Человечность определяется не по тому, как мы обращаемся с другими людьми. Человечность определяется по тому, как мы обращаемся с животными.

(Чак Паланик, «Призраки»)

Пальцы дрожали. Он не мог работать, не мог удержать ими даже стакан. Пытаясь напиться из-под крана, Алек чувствовал себя форменным идиотом. В какой-то момент ледяная вода стала солоноватой, он поднял голову и в зеркале увидел, как по щекам катятся крупные слезы.

— Будь человеком, — шепнул он на пробу.

А потом опустился на пол и глухо завыл, закрывая лицо руками, закусывая кулак, чтобы не кричать, надеясь, что боль отрезвит, но спасения не было.

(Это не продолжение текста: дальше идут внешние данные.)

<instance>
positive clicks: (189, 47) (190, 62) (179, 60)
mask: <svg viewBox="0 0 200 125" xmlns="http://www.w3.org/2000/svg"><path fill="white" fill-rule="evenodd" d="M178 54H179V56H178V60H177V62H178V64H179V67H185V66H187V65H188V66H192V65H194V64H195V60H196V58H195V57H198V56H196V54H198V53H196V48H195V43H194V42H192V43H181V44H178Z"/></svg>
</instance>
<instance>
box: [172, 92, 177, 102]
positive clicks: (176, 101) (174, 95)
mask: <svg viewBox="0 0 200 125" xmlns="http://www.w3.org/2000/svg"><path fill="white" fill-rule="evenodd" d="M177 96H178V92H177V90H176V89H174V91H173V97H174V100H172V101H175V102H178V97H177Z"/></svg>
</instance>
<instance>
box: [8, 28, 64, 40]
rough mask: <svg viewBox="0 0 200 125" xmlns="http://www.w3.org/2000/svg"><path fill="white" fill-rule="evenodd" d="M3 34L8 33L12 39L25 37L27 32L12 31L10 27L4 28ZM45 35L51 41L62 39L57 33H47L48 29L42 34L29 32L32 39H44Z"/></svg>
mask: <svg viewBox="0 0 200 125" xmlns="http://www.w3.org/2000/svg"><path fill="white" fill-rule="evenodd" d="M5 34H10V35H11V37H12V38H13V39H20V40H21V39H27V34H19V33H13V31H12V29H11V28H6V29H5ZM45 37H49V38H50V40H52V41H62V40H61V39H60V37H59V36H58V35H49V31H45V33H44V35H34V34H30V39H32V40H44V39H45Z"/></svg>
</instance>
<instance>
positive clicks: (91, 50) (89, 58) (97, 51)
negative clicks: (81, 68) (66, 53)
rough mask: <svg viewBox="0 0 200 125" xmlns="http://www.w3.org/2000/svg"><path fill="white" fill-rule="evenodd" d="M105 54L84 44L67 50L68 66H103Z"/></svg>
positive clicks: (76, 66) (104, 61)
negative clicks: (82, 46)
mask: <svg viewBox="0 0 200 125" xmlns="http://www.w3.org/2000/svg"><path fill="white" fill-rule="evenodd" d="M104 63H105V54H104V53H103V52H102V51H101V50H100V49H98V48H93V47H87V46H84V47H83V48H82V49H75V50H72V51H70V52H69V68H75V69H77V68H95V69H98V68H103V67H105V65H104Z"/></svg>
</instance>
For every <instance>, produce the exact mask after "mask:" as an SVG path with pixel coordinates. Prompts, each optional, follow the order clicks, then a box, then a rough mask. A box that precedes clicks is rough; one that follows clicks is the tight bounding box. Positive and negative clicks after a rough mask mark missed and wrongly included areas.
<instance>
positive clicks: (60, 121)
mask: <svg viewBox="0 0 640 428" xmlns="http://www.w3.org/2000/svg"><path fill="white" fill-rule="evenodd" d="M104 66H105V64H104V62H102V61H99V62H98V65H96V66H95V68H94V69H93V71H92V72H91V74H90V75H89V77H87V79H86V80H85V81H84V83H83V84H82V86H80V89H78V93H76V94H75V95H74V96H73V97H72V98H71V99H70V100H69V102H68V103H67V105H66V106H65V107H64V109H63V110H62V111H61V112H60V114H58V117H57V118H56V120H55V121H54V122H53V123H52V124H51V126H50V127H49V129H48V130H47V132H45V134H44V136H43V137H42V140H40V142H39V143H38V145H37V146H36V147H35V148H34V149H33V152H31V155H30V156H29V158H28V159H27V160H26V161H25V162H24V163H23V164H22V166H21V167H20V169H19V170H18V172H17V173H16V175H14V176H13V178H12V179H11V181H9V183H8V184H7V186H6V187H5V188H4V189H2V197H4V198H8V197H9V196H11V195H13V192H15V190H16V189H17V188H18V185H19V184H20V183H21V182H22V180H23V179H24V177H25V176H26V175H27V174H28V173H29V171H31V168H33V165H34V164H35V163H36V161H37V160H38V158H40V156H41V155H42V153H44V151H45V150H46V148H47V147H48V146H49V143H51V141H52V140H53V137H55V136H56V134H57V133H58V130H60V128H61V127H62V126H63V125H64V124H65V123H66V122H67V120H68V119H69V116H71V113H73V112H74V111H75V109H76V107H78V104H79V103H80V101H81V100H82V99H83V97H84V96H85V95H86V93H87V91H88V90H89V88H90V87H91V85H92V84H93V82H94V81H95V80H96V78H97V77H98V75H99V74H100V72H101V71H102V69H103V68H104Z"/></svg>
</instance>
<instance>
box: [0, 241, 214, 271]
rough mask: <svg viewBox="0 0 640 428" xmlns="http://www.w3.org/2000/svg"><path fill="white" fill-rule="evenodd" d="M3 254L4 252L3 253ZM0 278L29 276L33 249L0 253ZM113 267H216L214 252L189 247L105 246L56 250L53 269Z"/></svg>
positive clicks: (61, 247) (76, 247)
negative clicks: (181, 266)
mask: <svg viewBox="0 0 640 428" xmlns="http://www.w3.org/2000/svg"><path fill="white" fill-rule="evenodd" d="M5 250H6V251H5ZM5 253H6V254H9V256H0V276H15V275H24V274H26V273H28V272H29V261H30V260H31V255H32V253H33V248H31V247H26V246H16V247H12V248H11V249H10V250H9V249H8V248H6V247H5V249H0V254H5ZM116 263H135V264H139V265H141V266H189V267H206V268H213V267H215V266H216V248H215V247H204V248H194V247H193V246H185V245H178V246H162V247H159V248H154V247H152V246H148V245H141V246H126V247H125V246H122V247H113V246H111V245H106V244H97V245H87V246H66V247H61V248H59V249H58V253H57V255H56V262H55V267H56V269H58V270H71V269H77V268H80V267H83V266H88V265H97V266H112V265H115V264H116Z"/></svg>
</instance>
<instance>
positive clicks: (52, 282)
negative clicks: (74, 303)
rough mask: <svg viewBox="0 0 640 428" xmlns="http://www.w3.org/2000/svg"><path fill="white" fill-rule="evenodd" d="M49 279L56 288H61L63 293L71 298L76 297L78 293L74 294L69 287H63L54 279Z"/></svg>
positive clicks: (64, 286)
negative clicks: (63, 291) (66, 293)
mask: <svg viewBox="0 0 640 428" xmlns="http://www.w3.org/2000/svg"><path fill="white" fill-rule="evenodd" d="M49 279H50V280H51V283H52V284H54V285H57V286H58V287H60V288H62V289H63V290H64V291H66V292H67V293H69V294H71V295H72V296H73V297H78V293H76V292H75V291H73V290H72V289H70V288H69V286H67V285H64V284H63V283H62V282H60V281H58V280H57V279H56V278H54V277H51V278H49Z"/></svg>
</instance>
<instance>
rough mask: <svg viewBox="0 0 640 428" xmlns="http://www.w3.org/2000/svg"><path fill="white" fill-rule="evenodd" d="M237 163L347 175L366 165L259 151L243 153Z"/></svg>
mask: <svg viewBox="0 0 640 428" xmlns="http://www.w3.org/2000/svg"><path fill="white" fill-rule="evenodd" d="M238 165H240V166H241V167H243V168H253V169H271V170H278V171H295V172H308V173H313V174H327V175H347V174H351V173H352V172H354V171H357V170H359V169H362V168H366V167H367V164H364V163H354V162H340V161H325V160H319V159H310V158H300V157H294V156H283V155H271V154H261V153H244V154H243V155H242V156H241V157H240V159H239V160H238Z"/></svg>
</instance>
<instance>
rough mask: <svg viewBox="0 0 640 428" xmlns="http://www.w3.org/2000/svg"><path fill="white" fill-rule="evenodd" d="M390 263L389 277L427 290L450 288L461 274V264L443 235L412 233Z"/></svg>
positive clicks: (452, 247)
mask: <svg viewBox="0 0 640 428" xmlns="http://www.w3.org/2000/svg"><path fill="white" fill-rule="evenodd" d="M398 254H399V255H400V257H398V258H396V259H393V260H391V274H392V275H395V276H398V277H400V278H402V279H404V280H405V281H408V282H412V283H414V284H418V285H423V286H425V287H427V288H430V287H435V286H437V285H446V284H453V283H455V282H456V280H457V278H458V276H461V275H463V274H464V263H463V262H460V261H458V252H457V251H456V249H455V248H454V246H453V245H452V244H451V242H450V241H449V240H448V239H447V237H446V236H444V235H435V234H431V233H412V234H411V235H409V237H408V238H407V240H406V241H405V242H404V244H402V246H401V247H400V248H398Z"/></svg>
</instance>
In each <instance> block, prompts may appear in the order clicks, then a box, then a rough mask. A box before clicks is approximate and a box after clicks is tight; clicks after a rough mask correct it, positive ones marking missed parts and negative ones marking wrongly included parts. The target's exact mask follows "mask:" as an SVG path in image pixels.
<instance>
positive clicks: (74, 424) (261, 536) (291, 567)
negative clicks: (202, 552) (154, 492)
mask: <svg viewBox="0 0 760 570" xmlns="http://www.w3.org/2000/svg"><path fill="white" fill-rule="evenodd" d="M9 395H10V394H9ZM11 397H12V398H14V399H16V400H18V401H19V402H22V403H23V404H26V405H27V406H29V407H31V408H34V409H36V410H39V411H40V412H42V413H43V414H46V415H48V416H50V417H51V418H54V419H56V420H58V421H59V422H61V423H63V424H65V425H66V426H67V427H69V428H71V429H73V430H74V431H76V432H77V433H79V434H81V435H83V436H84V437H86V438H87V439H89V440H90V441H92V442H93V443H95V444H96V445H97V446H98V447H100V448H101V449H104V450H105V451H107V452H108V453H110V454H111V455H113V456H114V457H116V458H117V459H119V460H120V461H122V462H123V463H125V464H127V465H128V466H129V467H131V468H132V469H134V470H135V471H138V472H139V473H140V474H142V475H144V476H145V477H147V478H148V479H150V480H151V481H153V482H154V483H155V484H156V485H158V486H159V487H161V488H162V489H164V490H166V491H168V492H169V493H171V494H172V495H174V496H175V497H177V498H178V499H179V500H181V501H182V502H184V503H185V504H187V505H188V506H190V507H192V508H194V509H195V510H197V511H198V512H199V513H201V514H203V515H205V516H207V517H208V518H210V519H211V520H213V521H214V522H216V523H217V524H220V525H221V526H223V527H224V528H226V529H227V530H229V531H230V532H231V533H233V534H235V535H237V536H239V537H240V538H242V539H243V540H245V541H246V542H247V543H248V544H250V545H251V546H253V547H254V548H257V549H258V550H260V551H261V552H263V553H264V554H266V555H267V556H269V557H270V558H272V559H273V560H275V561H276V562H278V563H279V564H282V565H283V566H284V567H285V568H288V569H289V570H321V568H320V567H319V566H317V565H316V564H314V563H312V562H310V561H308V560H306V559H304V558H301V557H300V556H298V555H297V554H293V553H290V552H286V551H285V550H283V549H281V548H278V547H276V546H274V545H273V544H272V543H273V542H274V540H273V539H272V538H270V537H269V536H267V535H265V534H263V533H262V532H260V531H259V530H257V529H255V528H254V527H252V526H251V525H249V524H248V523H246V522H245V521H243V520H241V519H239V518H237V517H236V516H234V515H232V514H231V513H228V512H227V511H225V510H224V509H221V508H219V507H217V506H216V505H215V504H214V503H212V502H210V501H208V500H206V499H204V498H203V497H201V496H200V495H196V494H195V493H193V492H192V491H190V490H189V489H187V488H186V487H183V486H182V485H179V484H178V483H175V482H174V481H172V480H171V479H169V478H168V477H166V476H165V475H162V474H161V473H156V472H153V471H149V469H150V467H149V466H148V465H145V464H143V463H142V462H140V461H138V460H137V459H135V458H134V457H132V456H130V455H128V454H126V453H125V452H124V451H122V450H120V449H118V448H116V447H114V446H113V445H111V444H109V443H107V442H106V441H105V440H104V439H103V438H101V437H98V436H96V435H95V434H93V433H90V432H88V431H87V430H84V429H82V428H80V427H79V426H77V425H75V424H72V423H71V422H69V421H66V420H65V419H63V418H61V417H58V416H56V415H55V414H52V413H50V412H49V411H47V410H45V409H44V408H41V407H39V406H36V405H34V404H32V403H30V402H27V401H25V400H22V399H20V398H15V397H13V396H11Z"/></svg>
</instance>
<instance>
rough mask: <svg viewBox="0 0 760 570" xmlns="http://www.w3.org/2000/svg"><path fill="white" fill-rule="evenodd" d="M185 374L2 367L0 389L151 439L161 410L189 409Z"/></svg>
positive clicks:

Скай. Запретное имя, запретная мысль. Он, как всегда, просто ворвался в его жизнь ураганом, сметая все на своем пути. Он, как всегда, разбудил его безумие, его боль — и сбежал. А ему? Что делать ему?

Проклятье.

Он с трудом поднялся и кое-как умылся, скорее разбрызгивая воду в стороны, нежели попадая на себя. Но помогло, немного отпустило.

Будь человеком.

Мысль засела в голове как заноза, билась там, пробуя на прочность стены клетки, в которой жило все то, что нельзя, никак нельзя было вспоминать и выпускать на волю.

Будь человеком.

Как, блядь? Как, если он — человек — может желать этому миру лишь смерти? А он — мод — успешно воплощает эти пожелания в реальность?

Как?

Алек доковылял до дивана и упал ничком. Лицом в подушку, чтобы не видеть, не думать, не вспоминать. По спине прошлась вездесущая кошка, он развернулся, обнимая ее, прижимая к себе и погружая дрожащие пальцы в шелковистую шерсть.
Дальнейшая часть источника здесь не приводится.